Election coverage now comes from blogs.

Whether they be blogs run by the mainstream media, blogs that have the status of mainsteam media, such as FiveThirtyEight, blogs published by legal commenators, or citizen bloggers, blogs dominate election coverage.

In addition, what Americans read on social media is often a report originally published on a blog.

This was not the case not that long ago.

Sixteen years ago, the Boston Globe’s Teresa Hanafin, reporting from. the Democratic National Convention shared the following:

They don’t have space in the media pavilion, and are forced to pay exorbitant prices for lunch at the press café – unless they are willing to wait in long lines at McDonald’s in the FleetCenter or bring their own food.

The crowded workspace they do have is in the rafters of the convention hall, which they would be sharing with pigeons if this were the old Boston Garden.

Who are they?

They are bloggers: Those who write weblogs, online journals of sorts with regular entries chronicling anything from the latest in tech gadgets to opinions on the Iraq war to personal reflections on their favorite band or the joys of growing eggplant – most with extensive links to other weblogs or websites, helping to fulfill the promise of the Internet by serving as one part of the connective tissue that is the worldwide Web.

They may not have much in the way of amenities here, but they are wearing a piece of gold around their necks: Credentials certifying them as members of the media sanctioned to cover the Democratic National Convention.

Dave Winer, the godfather of blogging and attending the convention, aptly shared with Hanafin blogging’s status then.

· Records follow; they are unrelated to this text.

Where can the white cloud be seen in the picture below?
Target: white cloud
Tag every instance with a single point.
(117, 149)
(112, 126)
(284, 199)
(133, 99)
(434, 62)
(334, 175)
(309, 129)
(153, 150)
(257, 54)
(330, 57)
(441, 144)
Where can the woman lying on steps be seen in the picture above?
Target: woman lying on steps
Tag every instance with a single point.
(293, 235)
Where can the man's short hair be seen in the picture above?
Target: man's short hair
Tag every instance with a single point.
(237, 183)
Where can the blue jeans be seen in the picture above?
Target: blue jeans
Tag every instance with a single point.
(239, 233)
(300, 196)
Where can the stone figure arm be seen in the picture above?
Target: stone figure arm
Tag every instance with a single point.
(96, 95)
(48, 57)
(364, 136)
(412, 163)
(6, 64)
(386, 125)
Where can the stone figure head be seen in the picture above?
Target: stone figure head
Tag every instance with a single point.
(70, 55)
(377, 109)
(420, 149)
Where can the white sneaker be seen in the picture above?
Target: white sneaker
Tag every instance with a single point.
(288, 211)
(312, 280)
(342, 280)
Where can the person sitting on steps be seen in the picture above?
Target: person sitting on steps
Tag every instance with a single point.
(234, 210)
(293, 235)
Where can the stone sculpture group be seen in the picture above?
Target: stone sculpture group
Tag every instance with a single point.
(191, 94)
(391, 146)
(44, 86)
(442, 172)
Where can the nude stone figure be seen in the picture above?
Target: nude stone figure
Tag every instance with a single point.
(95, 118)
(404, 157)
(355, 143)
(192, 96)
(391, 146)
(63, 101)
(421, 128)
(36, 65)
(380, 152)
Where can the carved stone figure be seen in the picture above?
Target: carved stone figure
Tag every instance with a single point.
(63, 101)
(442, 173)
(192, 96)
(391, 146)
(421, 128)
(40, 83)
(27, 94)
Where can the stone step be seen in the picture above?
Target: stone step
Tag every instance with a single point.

Blogging has already played a substantial role in the presidential campaign of 2004. However, its role on the local level, in the House races and Senate races and in state races, is going to be much greater than it is on the national level.

Blogs are essentially a decentralization technology; it makes it easy for an individual to create a publication and to influence other people and to share ideas, and so forth.

This is a milestone, but it’s not the last milestone…In four years at the political conventions, basically everybody will be a blogger. Politically active people who don’t have weblogs will have a hard time competing with those who do.”

Blogs have democratized journalism. As Winer says, blogs are a decentralizaton technology.

Rather than one to many, we’re now a many to many in the reporting of election news – through bloggers and their ancillary social media.